To avoid it, one would need a higher-level coordination measure that at the CDN level would keep track of HTTPS connections or end-user IP addresses and bucket backend cache miss requests such that during a deploy subsequent requests from the same IP will only go a server with the same or newer version. That kind of precision seems non-trivial and I'm not aware of this being done in any major app platform for static content. We make it very unlikely (per above) and we handle it quite well (per below), so it's hard to justify the complexity investment required to orchestrate this. Having said that, Kubernetes will make this relatively easy (though at a cost), by doing a forward-rolling deployment by telling it to spin up a number of temporary extra pods, then route new traffic to these, then upgrade most other pods, and delete any excess pods.

Why it's okay:

If you imagine a typical bundler and statically generated app with files like mything_v123.js, then a web host or cloud provider, in the above scenario on a high-traffic site could result in a 404 Not Found error every time the race condition is hit. This 404 would then be cached for however long a CDN caches those (e.g. 15 min), after which things will self-correct. Not terrible, but also not great that it would cause such a hard failure, every time the race condition is met.

By comparison, MediaWiki isn't affected by cache misses for the HTML and logged-in sessions, because our page HTML doesn't hardcode links to script or style versions directly. Our "startup" module eliminates a significant surface area of this race condition because it is consistently cached for 5-10 minutes, thus likely glossing over the deployment event. The startup module means that, in general, even on a long-lived browser tab and lazy-loading code and deployments happening in-between, you will generally continue to enjoy an internally consistant snapshot of the codebase. Even after a deployment, you'll still know the version that goes together with what you already have, and can find it in localStorage, browser cache or the CDN. We never proactively purge any load.php URLs. The startup modue also avoids large cache invalidation events by allowing a dependency to change without all consumers needing to be invalidated (Blogpost by philipwalton, Docs).

Since we handle /load/mything.js?v=123 dynamically in PHP, we can fallback to serving something else. 99% of the time when a change gets deployed, it isn't a complete refactor with new or removed hard dependencies that weren't loaded by anything else on the page already. So falling back in this way means stuff generally "just" works.

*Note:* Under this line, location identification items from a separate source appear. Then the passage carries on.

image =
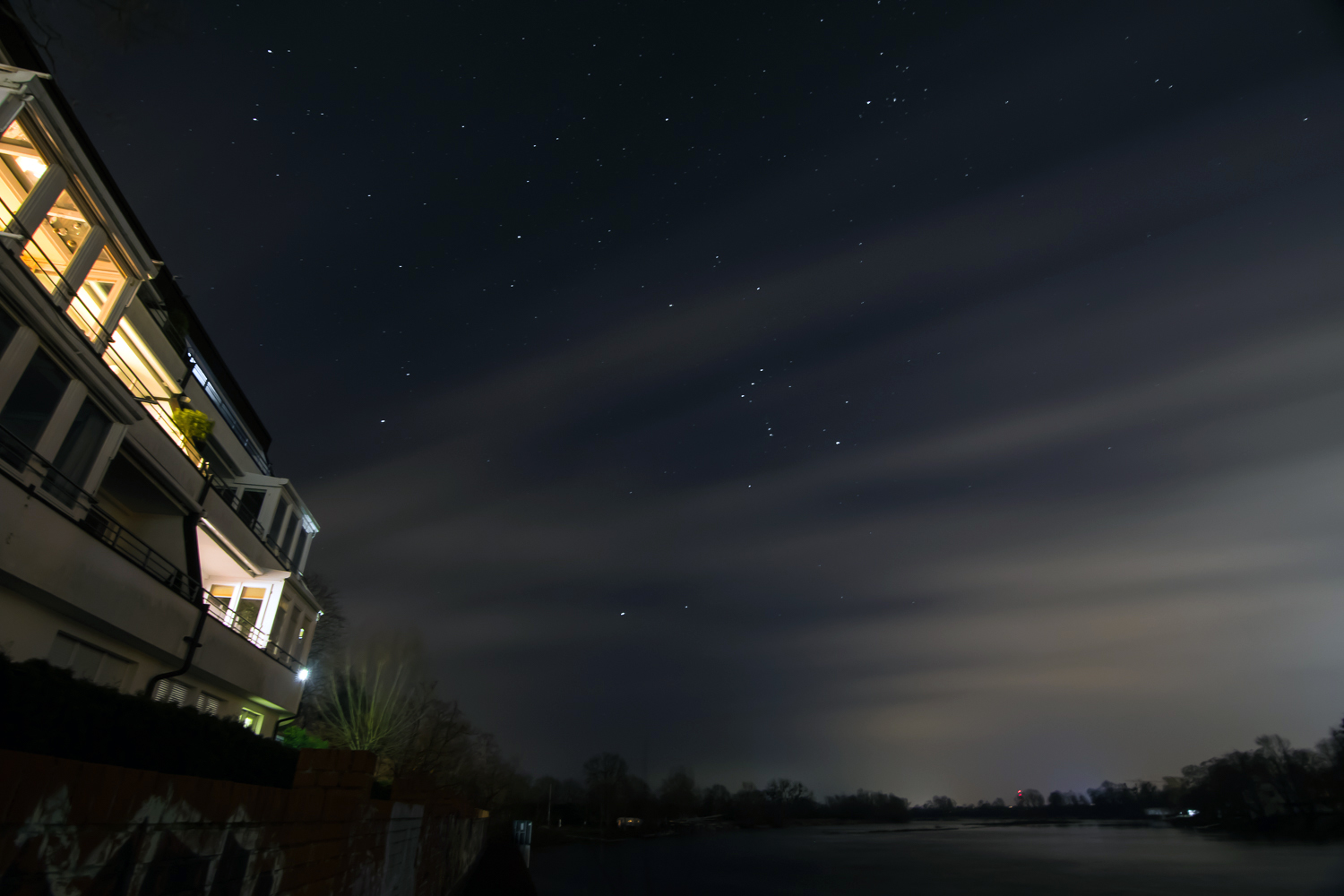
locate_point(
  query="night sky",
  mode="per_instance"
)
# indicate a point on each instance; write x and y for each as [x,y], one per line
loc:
[929,398]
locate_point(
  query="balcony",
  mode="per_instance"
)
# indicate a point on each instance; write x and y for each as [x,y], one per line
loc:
[40,479]
[231,495]
[123,351]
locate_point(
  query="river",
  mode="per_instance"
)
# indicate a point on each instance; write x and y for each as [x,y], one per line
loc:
[962,860]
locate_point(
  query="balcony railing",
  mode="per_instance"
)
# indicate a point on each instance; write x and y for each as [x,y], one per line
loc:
[50,279]
[231,495]
[32,473]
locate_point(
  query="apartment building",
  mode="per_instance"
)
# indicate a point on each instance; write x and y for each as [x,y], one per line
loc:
[136,548]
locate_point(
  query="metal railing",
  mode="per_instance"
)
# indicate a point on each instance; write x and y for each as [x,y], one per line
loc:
[78,314]
[40,478]
[234,622]
[231,495]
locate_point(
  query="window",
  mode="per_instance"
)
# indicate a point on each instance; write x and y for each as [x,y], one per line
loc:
[250,720]
[78,452]
[277,625]
[31,405]
[21,167]
[171,691]
[249,607]
[220,595]
[289,532]
[287,643]
[89,661]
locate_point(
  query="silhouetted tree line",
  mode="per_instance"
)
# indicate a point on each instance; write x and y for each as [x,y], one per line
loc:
[609,791]
[1274,786]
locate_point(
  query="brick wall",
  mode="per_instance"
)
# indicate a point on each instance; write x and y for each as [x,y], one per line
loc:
[72,828]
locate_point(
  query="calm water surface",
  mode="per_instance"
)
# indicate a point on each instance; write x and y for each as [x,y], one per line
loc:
[1090,858]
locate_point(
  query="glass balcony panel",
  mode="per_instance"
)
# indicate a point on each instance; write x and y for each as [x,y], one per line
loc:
[93,303]
[21,167]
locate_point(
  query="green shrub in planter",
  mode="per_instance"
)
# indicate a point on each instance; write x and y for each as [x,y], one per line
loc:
[194,425]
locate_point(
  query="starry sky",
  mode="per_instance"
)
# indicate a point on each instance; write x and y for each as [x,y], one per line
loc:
[930,398]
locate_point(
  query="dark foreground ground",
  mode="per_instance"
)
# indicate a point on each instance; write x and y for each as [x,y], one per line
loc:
[499,872]
[1094,858]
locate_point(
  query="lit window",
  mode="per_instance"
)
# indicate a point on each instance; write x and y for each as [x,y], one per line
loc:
[21,167]
[249,607]
[250,720]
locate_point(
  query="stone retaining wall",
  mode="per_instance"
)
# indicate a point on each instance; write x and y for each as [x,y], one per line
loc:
[72,828]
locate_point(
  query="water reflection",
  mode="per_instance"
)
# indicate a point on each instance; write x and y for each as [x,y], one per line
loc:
[964,860]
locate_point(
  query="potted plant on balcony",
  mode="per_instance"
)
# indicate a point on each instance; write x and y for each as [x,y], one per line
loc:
[194,425]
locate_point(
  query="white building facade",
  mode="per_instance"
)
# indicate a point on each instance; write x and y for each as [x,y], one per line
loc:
[131,552]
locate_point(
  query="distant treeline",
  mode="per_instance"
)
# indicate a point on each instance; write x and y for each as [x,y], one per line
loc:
[1271,786]
[1274,785]
[609,791]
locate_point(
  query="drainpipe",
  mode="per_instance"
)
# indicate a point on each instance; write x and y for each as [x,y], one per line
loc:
[188,530]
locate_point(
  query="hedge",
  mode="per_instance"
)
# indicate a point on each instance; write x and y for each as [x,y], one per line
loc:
[46,710]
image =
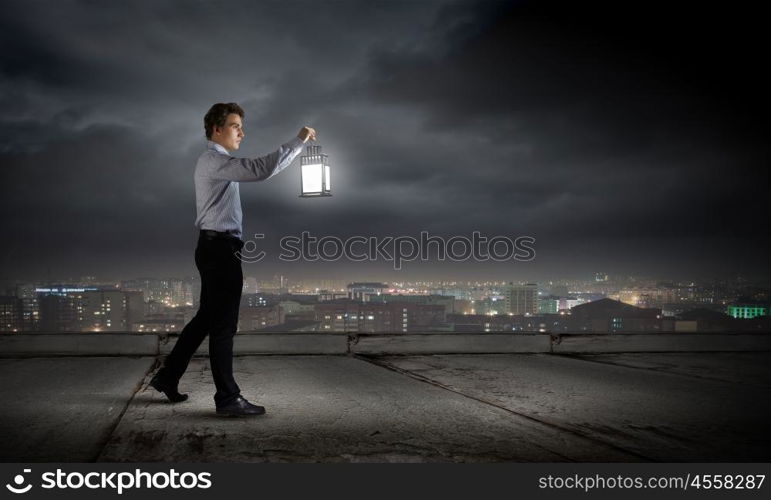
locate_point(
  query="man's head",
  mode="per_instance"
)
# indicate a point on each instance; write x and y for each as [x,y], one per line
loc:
[223,125]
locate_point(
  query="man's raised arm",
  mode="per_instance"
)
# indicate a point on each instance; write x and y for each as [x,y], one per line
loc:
[264,167]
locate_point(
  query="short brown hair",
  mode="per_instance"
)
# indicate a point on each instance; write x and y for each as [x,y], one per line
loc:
[218,115]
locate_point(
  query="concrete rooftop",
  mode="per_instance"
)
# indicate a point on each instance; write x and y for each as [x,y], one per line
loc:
[92,404]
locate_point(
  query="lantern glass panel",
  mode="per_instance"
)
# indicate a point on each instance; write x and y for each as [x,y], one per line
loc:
[312,178]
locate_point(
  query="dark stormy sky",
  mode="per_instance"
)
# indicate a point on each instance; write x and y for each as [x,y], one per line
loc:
[627,139]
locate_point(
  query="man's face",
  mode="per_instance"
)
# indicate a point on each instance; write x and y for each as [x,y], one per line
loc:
[229,136]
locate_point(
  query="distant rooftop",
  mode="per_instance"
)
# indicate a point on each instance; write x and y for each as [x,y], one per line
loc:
[394,398]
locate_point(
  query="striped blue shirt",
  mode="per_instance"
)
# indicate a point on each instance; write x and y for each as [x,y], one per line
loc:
[217,175]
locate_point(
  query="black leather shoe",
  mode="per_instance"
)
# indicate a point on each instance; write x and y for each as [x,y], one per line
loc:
[240,407]
[171,392]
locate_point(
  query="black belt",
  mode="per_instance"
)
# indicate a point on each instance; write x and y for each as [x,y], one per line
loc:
[210,233]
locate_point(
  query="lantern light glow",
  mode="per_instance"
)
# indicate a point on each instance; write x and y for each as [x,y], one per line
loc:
[315,176]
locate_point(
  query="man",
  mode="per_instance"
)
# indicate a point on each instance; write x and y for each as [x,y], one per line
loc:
[217,175]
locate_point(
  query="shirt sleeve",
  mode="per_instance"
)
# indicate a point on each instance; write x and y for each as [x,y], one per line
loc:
[257,169]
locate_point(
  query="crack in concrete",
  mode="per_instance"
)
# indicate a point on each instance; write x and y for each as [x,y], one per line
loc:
[581,357]
[435,383]
[118,420]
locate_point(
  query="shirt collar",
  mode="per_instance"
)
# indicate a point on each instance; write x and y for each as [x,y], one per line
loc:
[216,147]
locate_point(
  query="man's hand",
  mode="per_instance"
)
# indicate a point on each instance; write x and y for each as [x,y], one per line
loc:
[307,133]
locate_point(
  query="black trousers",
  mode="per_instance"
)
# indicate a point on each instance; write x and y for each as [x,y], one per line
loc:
[221,284]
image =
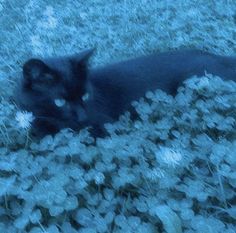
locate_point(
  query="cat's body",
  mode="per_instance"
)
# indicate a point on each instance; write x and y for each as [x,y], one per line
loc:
[109,90]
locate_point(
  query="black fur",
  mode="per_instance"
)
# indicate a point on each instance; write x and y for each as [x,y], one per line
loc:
[110,89]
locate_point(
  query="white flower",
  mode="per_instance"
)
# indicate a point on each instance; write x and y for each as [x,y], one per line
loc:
[24,119]
[99,178]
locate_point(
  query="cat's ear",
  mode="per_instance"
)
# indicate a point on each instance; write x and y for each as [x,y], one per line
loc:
[35,71]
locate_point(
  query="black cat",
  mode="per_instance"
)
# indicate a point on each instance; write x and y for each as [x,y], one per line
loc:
[63,93]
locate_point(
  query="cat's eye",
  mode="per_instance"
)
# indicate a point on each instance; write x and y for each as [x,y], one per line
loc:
[59,102]
[85,97]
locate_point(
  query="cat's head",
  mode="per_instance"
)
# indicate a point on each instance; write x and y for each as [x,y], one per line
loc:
[53,90]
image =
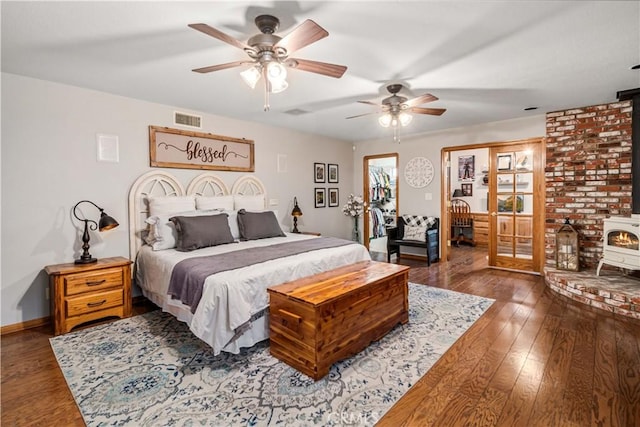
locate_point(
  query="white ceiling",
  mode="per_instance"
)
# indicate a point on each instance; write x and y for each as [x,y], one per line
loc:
[485,61]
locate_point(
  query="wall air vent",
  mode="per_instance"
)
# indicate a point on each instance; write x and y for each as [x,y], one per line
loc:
[189,120]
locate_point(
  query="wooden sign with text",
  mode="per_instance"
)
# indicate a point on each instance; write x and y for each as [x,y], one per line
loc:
[174,148]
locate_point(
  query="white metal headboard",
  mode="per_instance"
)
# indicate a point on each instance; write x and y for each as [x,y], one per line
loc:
[153,183]
[249,185]
[207,184]
[163,184]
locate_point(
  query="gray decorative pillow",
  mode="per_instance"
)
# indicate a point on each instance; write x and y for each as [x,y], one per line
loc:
[258,225]
[195,232]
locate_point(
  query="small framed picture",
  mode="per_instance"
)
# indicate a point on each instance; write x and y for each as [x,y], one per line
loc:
[466,168]
[320,197]
[504,162]
[332,173]
[319,172]
[334,197]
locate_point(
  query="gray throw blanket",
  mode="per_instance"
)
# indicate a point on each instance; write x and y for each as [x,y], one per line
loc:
[188,276]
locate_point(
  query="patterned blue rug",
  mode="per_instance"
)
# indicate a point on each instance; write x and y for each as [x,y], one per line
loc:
[150,370]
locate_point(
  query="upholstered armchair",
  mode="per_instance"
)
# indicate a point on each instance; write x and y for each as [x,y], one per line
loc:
[415,231]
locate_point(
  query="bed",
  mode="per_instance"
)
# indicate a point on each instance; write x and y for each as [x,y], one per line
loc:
[231,311]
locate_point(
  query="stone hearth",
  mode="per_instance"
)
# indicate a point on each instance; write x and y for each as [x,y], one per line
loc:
[611,291]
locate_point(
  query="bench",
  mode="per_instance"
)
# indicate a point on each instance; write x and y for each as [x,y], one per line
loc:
[430,242]
[318,320]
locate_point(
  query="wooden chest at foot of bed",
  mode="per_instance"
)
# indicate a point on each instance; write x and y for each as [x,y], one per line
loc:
[318,320]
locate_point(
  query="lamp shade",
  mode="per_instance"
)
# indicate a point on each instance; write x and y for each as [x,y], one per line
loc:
[296,209]
[105,223]
[295,213]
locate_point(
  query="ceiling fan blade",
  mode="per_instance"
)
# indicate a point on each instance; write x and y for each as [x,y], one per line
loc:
[432,111]
[324,68]
[210,31]
[361,115]
[221,66]
[427,97]
[303,35]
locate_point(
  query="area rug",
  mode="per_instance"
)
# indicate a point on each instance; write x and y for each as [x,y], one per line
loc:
[150,370]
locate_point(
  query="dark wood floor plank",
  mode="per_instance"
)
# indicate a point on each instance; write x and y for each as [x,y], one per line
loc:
[606,407]
[547,410]
[517,409]
[629,374]
[534,358]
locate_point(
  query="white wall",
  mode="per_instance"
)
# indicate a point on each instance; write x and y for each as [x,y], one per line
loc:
[49,164]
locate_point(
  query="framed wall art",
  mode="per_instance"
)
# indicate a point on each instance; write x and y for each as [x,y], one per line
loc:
[334,197]
[175,148]
[320,197]
[466,168]
[504,162]
[319,172]
[332,173]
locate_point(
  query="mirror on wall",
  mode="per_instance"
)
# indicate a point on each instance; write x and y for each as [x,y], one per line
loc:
[380,178]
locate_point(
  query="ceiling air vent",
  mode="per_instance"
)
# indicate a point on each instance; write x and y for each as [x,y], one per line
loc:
[188,120]
[297,112]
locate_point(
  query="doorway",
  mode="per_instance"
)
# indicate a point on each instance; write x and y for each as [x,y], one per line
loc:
[508,219]
[380,194]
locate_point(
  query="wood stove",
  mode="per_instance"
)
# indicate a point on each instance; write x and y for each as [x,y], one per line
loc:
[621,246]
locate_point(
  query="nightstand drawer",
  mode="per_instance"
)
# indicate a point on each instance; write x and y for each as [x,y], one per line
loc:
[94,302]
[93,281]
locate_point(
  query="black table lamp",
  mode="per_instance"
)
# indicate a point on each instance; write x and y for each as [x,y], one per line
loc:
[295,213]
[105,223]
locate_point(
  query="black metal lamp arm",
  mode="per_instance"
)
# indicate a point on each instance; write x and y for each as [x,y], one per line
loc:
[86,257]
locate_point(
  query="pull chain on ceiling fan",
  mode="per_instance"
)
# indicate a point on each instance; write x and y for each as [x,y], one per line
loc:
[269,54]
[396,109]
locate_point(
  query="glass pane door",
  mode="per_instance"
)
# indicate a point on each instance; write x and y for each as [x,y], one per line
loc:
[511,207]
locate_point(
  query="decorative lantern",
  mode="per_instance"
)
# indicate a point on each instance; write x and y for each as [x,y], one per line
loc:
[567,249]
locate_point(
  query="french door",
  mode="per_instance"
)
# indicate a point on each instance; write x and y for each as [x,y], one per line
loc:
[516,206]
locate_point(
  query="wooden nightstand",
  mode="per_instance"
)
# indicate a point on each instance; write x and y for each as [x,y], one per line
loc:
[84,292]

On top of what, we actually do enforce version validation. Unlike with static files, for ResourceLoader version= isn't merely gargage to bust the cache. We actually validate it (relevant server code, relevant client code), and then shorten CDN cache, and disable local caching to prevent "cache poisoning" of new code under old storage key, and vice versa.

Lastly, due to the way module execution is isolated in ResourceLoader (despite being downloaded in a batch), we not only avoid a 404 Error for lots of unrelated modules in the same batch, we also still get to load and initialise those other features. For this task, the dependency error is caught early and basically means the module is treated as if it couldn't be loaded at all. E.g. similar to what might happen if your network connection was spotty or if a server somewhere timed out for one of the JS files. This is among many reasons why I describe the web (and our platform) as a layered architecture. Modern (Grade A) is a layer on top of Basic. They are not separate experiences. Whenever possible, start with an HTML payload that is resilient and works regardless of the many ways in which JS payloads may arrive partly, very late, or not at all.